In 2018, he had previously committed a series of assaults on his girlfriend which saw him spend time in jail.
In an edition of his his regular question-and-answer fan interaction site The Red Hand Files, Cave responded to two fans who both contacted the singer after recently suffering the loss of a child.
“Susie [Cave’s wife] and I have learned much about the nature of grief over recent years. We have come to see that grief is not something you pass through, as there is no other side,” he wrote in 2020.
“For us, grief became a way of life, an approach to living, where we learned to yield to the uncertainty of the world, whilst maintaining a stance of defiance to its indifference. We surrendered to something over which we had no control, but which we refused to take lying down.
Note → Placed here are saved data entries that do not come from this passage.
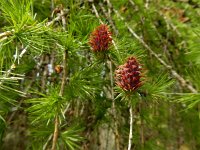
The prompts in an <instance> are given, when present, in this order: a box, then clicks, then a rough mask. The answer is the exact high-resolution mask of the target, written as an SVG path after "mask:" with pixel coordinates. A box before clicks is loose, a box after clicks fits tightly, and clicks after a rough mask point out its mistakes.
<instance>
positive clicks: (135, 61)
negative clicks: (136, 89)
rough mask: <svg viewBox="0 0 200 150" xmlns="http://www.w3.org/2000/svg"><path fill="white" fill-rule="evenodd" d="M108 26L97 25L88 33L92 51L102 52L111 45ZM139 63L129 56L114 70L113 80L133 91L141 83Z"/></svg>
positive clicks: (138, 86)
mask: <svg viewBox="0 0 200 150" xmlns="http://www.w3.org/2000/svg"><path fill="white" fill-rule="evenodd" d="M111 35H112V34H111V32H110V31H109V27H108V26H107V25H105V24H101V25H100V26H98V27H97V28H96V29H95V30H94V31H93V32H92V33H91V35H90V40H89V44H90V46H91V48H92V50H93V51H94V52H104V51H107V50H108V49H109V47H110V46H111V45H112V37H111ZM141 70H142V68H141V65H140V63H139V62H138V60H137V58H136V57H129V58H128V59H127V61H126V63H125V64H123V65H120V66H119V67H118V68H117V69H116V71H115V82H116V84H117V85H118V86H119V87H121V88H122V89H123V90H124V91H130V92H133V91H135V90H136V89H138V88H139V87H140V86H141V85H142V81H141V77H142V75H141Z"/></svg>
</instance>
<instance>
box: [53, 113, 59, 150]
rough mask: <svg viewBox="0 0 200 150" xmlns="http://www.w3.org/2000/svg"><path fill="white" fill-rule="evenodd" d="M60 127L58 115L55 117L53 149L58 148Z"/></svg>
mask: <svg viewBox="0 0 200 150" xmlns="http://www.w3.org/2000/svg"><path fill="white" fill-rule="evenodd" d="M58 128H59V118H58V115H56V117H55V127H54V133H53V144H52V148H51V150H55V149H56V143H57V140H58Z"/></svg>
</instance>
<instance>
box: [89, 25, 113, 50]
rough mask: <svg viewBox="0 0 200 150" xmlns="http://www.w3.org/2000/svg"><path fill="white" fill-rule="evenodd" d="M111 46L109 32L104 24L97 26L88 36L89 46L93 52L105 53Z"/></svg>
mask: <svg viewBox="0 0 200 150" xmlns="http://www.w3.org/2000/svg"><path fill="white" fill-rule="evenodd" d="M111 44H112V37H111V32H110V31H109V28H108V26H107V25H105V24H101V25H100V26H98V27H97V28H96V29H95V30H94V31H93V32H92V33H91V35H90V40H89V45H90V46H91V47H92V50H93V51H94V52H101V51H106V50H108V48H109V47H110V45H111Z"/></svg>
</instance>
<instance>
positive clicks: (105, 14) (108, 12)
mask: <svg viewBox="0 0 200 150" xmlns="http://www.w3.org/2000/svg"><path fill="white" fill-rule="evenodd" d="M99 6H100V7H101V9H102V11H103V13H104V15H105V16H106V18H107V20H108V22H109V24H110V25H111V26H112V28H113V30H114V33H115V35H118V31H117V28H116V26H115V24H114V22H113V20H112V18H111V17H110V15H109V12H108V13H107V12H106V9H105V7H103V4H102V3H99ZM109 10H110V9H109Z"/></svg>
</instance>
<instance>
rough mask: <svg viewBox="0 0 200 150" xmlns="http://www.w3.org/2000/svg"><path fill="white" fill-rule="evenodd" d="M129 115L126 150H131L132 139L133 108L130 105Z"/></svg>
mask: <svg viewBox="0 0 200 150" xmlns="http://www.w3.org/2000/svg"><path fill="white" fill-rule="evenodd" d="M129 113H130V130H129V138H128V150H131V145H132V138H133V107H132V105H131V106H130V108H129Z"/></svg>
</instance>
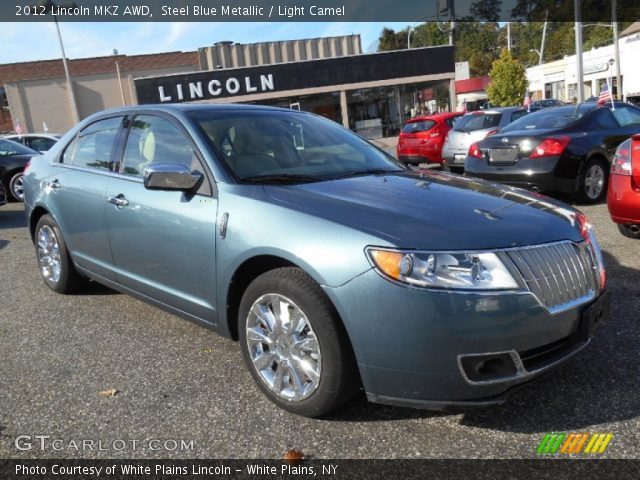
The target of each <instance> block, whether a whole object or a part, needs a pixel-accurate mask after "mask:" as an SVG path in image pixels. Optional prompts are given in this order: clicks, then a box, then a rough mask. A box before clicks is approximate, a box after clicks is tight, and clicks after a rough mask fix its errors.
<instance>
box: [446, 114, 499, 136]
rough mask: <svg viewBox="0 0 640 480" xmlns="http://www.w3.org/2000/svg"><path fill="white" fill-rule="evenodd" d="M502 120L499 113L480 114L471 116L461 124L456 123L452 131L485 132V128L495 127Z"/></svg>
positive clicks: (458, 123) (498, 124) (471, 114)
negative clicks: (501, 119) (484, 131)
mask: <svg viewBox="0 0 640 480" xmlns="http://www.w3.org/2000/svg"><path fill="white" fill-rule="evenodd" d="M501 118H502V114H501V113H482V114H471V115H469V116H468V117H467V120H466V122H464V123H463V124H461V123H456V126H455V127H453V129H454V130H456V131H460V132H475V131H476V130H485V129H487V128H493V127H497V126H498V125H499V124H500V119H501Z"/></svg>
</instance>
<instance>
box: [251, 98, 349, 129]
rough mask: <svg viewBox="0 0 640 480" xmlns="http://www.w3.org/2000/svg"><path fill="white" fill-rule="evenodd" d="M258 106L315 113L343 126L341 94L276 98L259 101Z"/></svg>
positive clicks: (257, 102)
mask: <svg viewBox="0 0 640 480" xmlns="http://www.w3.org/2000/svg"><path fill="white" fill-rule="evenodd" d="M247 103H256V104H258V105H269V106H272V107H281V108H291V109H294V110H303V111H305V112H311V113H315V114H316V115H320V116H321V117H325V118H328V119H329V120H333V121H334V122H337V123H339V124H341V125H342V110H341V109H340V92H329V93H319V94H315V95H301V96H299V97H286V98H276V99H272V100H259V101H257V102H247Z"/></svg>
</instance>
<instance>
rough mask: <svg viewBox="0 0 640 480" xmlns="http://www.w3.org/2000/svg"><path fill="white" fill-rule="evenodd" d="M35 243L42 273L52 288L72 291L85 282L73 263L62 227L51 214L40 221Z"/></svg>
mask: <svg viewBox="0 0 640 480" xmlns="http://www.w3.org/2000/svg"><path fill="white" fill-rule="evenodd" d="M35 244H36V256H37V259H38V268H39V269H40V274H41V275H42V279H43V280H44V283H45V284H46V285H47V286H48V287H49V288H50V289H51V290H53V291H55V292H58V293H72V292H74V291H75V290H77V289H78V288H80V287H81V286H82V285H83V284H84V283H85V279H84V278H83V277H82V276H81V275H80V274H79V273H78V271H77V270H76V268H75V266H74V265H73V261H72V260H71V256H70V255H69V251H68V250H67V245H66V243H65V241H64V238H63V237H62V232H61V231H60V227H58V224H57V223H56V221H55V220H54V219H53V217H52V216H51V215H49V214H46V215H43V216H42V217H41V218H40V220H39V221H38V224H37V225H36V235H35Z"/></svg>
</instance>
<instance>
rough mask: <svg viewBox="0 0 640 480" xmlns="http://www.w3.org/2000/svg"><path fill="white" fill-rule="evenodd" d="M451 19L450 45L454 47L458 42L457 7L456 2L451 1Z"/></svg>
mask: <svg viewBox="0 0 640 480" xmlns="http://www.w3.org/2000/svg"><path fill="white" fill-rule="evenodd" d="M449 18H450V19H451V22H450V24H449V45H454V44H455V41H456V37H455V32H456V7H455V2H454V0H449Z"/></svg>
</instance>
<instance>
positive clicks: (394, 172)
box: [332, 168, 404, 179]
mask: <svg viewBox="0 0 640 480" xmlns="http://www.w3.org/2000/svg"><path fill="white" fill-rule="evenodd" d="M402 171H404V170H387V169H385V168H376V169H373V168H372V169H371V170H356V171H354V172H347V173H342V174H340V175H335V176H333V177H332V178H333V179H337V178H348V177H358V176H360V175H384V174H386V173H397V172H402Z"/></svg>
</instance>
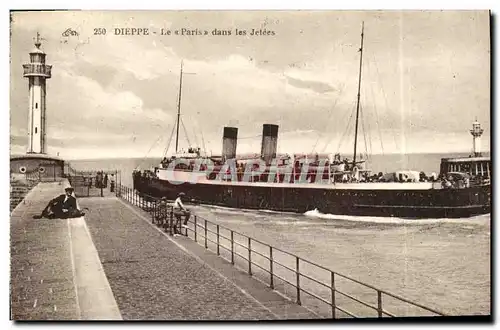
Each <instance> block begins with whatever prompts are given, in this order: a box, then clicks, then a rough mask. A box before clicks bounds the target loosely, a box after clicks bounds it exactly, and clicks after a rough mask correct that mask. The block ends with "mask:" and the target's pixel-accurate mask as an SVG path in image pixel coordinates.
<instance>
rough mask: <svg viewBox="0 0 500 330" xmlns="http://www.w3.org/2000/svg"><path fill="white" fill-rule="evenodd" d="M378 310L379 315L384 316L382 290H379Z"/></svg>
mask: <svg viewBox="0 0 500 330" xmlns="http://www.w3.org/2000/svg"><path fill="white" fill-rule="evenodd" d="M377 311H378V317H382V316H383V315H382V311H383V309H382V291H380V290H377Z"/></svg>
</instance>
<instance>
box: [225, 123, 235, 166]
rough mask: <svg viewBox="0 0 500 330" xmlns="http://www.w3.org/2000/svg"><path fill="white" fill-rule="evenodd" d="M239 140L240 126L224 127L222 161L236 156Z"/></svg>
mask: <svg viewBox="0 0 500 330" xmlns="http://www.w3.org/2000/svg"><path fill="white" fill-rule="evenodd" d="M237 141H238V128H236V127H224V133H223V135H222V161H224V162H225V161H226V160H227V159H233V158H236V145H237Z"/></svg>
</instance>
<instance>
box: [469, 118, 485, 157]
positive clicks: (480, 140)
mask: <svg viewBox="0 0 500 330" xmlns="http://www.w3.org/2000/svg"><path fill="white" fill-rule="evenodd" d="M483 132H484V130H483V129H482V128H481V124H479V123H478V121H477V118H476V120H475V121H474V122H473V123H472V129H471V130H470V134H472V147H473V153H474V157H479V156H481V135H483Z"/></svg>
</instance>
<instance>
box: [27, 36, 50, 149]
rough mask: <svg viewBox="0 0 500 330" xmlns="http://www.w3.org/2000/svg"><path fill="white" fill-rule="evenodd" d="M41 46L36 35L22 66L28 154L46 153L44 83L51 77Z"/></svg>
mask: <svg viewBox="0 0 500 330" xmlns="http://www.w3.org/2000/svg"><path fill="white" fill-rule="evenodd" d="M41 45H42V43H41V40H40V34H39V33H37V35H36V39H35V48H34V49H33V50H32V51H31V52H30V53H29V54H30V63H28V64H24V65H23V69H24V75H23V76H24V77H25V78H28V81H29V105H28V106H29V110H28V111H29V127H28V132H29V133H28V134H29V140H28V150H27V152H28V153H29V154H45V153H46V152H47V146H46V139H45V130H46V126H45V118H46V109H47V108H46V95H47V90H46V83H47V79H49V78H50V77H51V72H50V71H51V69H52V66H51V65H47V64H45V56H46V55H45V53H44V52H43V51H42V50H41V49H40V46H41Z"/></svg>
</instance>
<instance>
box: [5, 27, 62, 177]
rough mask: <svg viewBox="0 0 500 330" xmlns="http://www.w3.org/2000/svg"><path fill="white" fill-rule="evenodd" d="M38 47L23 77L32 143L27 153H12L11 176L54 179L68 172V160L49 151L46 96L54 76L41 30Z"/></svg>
mask: <svg viewBox="0 0 500 330" xmlns="http://www.w3.org/2000/svg"><path fill="white" fill-rule="evenodd" d="M34 40H35V48H33V50H31V52H29V63H28V64H23V69H24V73H23V77H25V78H28V95H27V96H28V100H29V101H28V102H29V103H28V107H29V108H28V113H29V121H28V134H29V136H28V137H29V139H28V147H27V150H26V154H23V155H11V157H10V173H11V176H13V175H14V176H16V175H17V176H19V175H20V176H21V177H25V176H26V177H30V178H37V179H38V180H41V181H43V180H50V181H54V180H56V179H57V178H60V177H61V176H63V174H64V160H63V159H61V158H59V157H56V156H51V155H48V154H47V143H46V138H45V136H46V118H47V117H46V111H47V108H46V98H47V90H46V83H47V79H49V78H50V77H51V69H52V66H51V65H47V64H45V56H46V55H45V53H44V52H43V51H42V50H41V48H40V47H41V45H42V43H41V38H40V34H39V33H37V34H36V37H35V38H34Z"/></svg>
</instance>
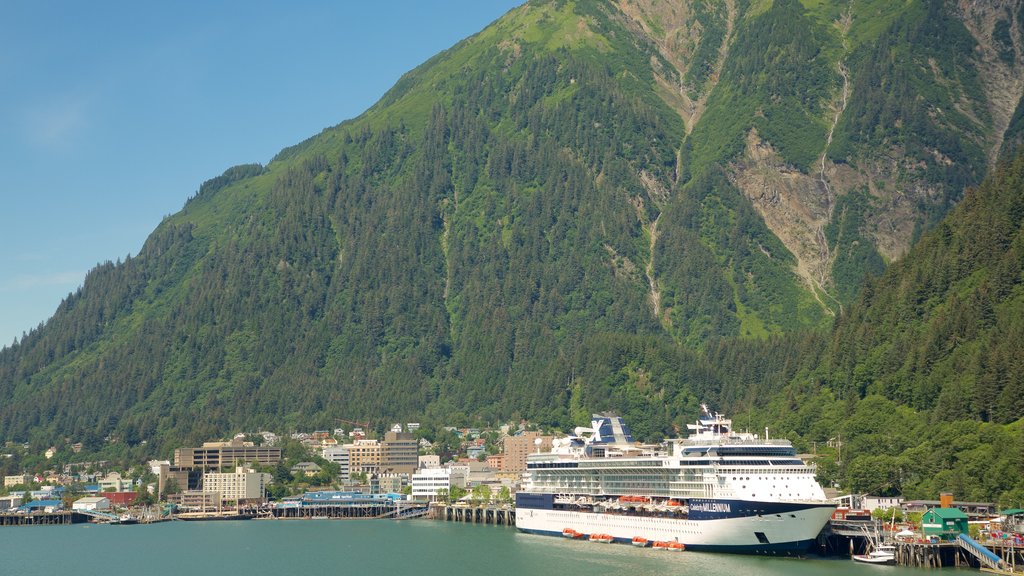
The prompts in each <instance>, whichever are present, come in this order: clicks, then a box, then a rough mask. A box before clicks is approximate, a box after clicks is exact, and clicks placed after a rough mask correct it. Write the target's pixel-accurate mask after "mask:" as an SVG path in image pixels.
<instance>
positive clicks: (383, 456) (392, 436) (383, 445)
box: [381, 430, 420, 475]
mask: <svg viewBox="0 0 1024 576" xmlns="http://www.w3.org/2000/svg"><path fill="white" fill-rule="evenodd" d="M419 455H420V452H419V444H418V443H417V441H416V437H414V436H413V435H411V434H409V433H403V431H394V430H391V431H388V433H385V434H384V442H382V443H381V471H385V472H391V474H404V475H411V474H413V472H415V471H416V467H417V465H418V464H419Z"/></svg>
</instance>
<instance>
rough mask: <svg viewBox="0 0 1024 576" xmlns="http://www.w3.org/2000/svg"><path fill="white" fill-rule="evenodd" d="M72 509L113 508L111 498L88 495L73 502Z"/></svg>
mask: <svg viewBox="0 0 1024 576" xmlns="http://www.w3.org/2000/svg"><path fill="white" fill-rule="evenodd" d="M71 509H73V510H90V511H96V510H109V509H111V500H110V499H109V498H105V497H103V496H86V497H85V498H79V499H78V500H75V502H73V503H72V505H71Z"/></svg>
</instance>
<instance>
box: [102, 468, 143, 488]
mask: <svg viewBox="0 0 1024 576" xmlns="http://www.w3.org/2000/svg"><path fill="white" fill-rule="evenodd" d="M133 486H134V484H133V483H132V481H131V480H126V479H124V478H121V475H120V474H118V472H111V474H109V475H106V476H104V477H103V478H101V479H99V491H100V492H130V491H131V489H132V488H133Z"/></svg>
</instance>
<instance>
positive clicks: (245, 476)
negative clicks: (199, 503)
mask: <svg viewBox="0 0 1024 576" xmlns="http://www.w3.org/2000/svg"><path fill="white" fill-rule="evenodd" d="M272 480H273V477H271V476H270V475H268V474H264V472H257V471H255V470H253V469H251V468H247V467H245V466H238V467H237V468H236V469H234V471H233V472H207V474H205V475H203V492H218V493H220V499H221V500H222V501H224V502H245V501H254V500H262V499H263V496H264V495H265V494H266V485H267V484H270V481H272Z"/></svg>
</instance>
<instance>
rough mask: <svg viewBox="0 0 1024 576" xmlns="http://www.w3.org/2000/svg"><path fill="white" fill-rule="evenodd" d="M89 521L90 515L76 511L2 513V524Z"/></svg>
mask: <svg viewBox="0 0 1024 576" xmlns="http://www.w3.org/2000/svg"><path fill="white" fill-rule="evenodd" d="M87 522H89V517H87V516H85V515H82V513H79V512H76V511H59V512H33V513H28V515H24V513H4V515H0V526H62V525H71V524H85V523H87Z"/></svg>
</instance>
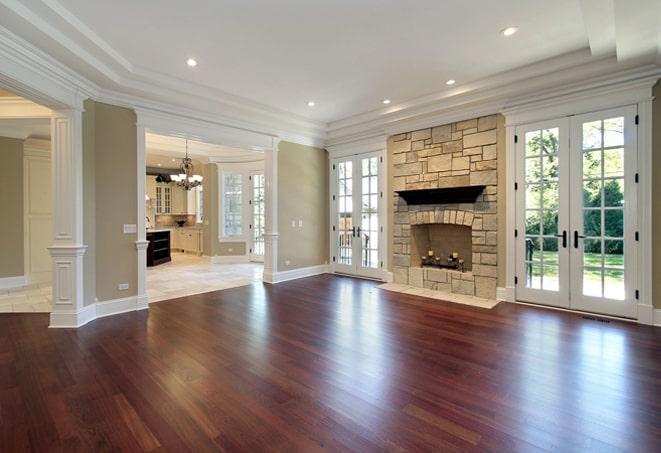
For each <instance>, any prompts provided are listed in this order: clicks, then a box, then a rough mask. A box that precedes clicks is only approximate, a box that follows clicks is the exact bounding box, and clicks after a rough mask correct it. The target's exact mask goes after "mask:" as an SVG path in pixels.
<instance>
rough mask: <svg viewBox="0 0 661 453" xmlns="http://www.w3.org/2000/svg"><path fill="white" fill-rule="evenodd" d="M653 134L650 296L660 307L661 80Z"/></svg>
mask: <svg viewBox="0 0 661 453" xmlns="http://www.w3.org/2000/svg"><path fill="white" fill-rule="evenodd" d="M654 97H655V99H654V105H653V112H652V117H653V128H654V131H653V136H652V146H653V149H652V205H653V212H652V222H653V226H652V231H653V233H652V236H653V238H652V241H653V247H654V251H653V264H652V275H653V276H654V277H656V278H654V279H653V282H654V283H653V285H654V286H653V288H652V297H653V298H654V306H655V307H656V308H661V278H660V277H661V82H658V83H657V84H656V86H655V87H654Z"/></svg>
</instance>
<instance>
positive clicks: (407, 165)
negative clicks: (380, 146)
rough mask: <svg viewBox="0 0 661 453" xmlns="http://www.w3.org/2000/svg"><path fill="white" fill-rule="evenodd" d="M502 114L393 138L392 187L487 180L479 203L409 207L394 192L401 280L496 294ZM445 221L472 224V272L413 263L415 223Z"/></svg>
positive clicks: (413, 282) (429, 129)
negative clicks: (498, 211) (499, 130)
mask: <svg viewBox="0 0 661 453" xmlns="http://www.w3.org/2000/svg"><path fill="white" fill-rule="evenodd" d="M497 129H498V118H497V116H496V115H492V116H486V117H481V118H475V119H471V120H466V121H460V122H457V123H452V124H446V125H443V126H438V127H433V128H429V129H422V130H418V131H414V132H408V133H404V134H399V135H394V136H392V137H390V138H389V141H388V148H389V150H390V152H391V156H392V158H391V162H392V174H393V183H392V184H393V190H394V191H398V190H415V189H435V188H445V187H458V186H467V185H485V186H486V187H485V189H484V191H483V192H482V194H481V195H479V196H478V197H477V200H476V201H475V203H461V204H444V203H438V204H433V205H419V206H408V205H407V204H406V202H405V201H404V200H403V199H402V198H400V197H399V196H398V195H397V193H394V194H393V202H394V225H393V244H392V252H393V275H394V281H395V282H396V283H403V284H410V285H412V286H416V287H421V288H428V289H435V290H442V291H448V292H454V293H459V294H468V295H476V296H479V297H485V298H495V297H496V283H497V274H498V267H497V266H498V255H497V253H498V252H497V242H498V233H497V230H498V217H497V214H498V212H497V201H498V172H497V169H498V131H497ZM424 223H446V224H460V225H466V226H470V227H471V229H472V262H473V268H472V272H464V273H461V272H458V271H453V270H438V269H429V268H421V267H411V266H410V264H411V256H410V253H411V225H416V224H424Z"/></svg>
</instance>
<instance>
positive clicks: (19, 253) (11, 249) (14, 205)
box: [0, 137, 24, 278]
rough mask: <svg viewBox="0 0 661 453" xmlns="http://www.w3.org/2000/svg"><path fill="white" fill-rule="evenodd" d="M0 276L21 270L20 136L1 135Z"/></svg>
mask: <svg viewBox="0 0 661 453" xmlns="http://www.w3.org/2000/svg"><path fill="white" fill-rule="evenodd" d="M0 158H1V159H2V177H1V178H0V212H2V218H3V221H2V222H0V278H3V277H17V276H21V275H23V274H24V264H23V140H19V139H15V138H7V137H0Z"/></svg>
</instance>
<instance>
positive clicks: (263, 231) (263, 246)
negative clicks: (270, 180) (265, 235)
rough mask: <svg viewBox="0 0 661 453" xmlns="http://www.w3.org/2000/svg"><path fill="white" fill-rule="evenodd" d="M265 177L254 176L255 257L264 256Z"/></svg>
mask: <svg viewBox="0 0 661 453" xmlns="http://www.w3.org/2000/svg"><path fill="white" fill-rule="evenodd" d="M264 187H265V186H264V175H263V174H255V175H253V176H252V218H253V238H252V239H253V249H252V252H253V255H256V256H264V227H265V224H266V218H265V213H264V202H265V199H266V197H265V192H264Z"/></svg>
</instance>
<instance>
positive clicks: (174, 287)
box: [147, 253, 264, 302]
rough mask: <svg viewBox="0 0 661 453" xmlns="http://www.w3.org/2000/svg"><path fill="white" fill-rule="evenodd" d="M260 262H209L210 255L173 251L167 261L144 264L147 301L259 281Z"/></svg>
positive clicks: (180, 296)
mask: <svg viewBox="0 0 661 453" xmlns="http://www.w3.org/2000/svg"><path fill="white" fill-rule="evenodd" d="M263 269H264V266H263V264H262V263H242V264H212V263H211V260H210V259H209V257H205V256H196V255H190V254H184V253H173V254H172V261H171V262H170V263H166V264H161V265H160V266H155V267H150V268H147V295H148V296H149V302H158V301H161V300H167V299H174V298H177V297H183V296H190V295H192V294H199V293H206V292H209V291H217V290H220V289H227V288H235V287H237V286H245V285H250V284H251V283H253V282H261V281H262V272H263Z"/></svg>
“Grief became both an act of submission and of resistance — a place of acute vulnerability where, over time, we developed a heightened sense of the brittleness of existence. Eventually, this awareness of life’s fragility led us back to the world, transformed.”
He continued: “We found grief contained many things — happiness, empathy, commonality, sorrow, fury, joy, forgiveness, combativeness, gratitude, awe, and even a certain peace. For us, grief became an attitude, a belief system, a doctrine — a conscious inhabiting of our vulnerable selves, protected and enriched by the absence of the one we loved and that we lost.”
He also explored the loss of Arthur through his album ‘Ghosteen’ and via the film One More Time With Feeling, a documentary about how he and wife Susie dealt with the loss of Arthur while the Bad Seeds were completing their 16th album ‘Skeleton Tree’.
Another Cave documentary – This Much I Know To Be True – is released this week and explores in part how ‘Ghosteen’ and his collaborative album ‘CARNAGE’ with Bad Seeds bandmate Warren Ellis were made, along with new personal interviews with Cave and Ellis.
The Bad Seeds are currently set for a long string of tour dates throughout the summer.
Faith, Hope & Carnage, a new book from Nick Cave and Seán O’Hagan, follows on September 20.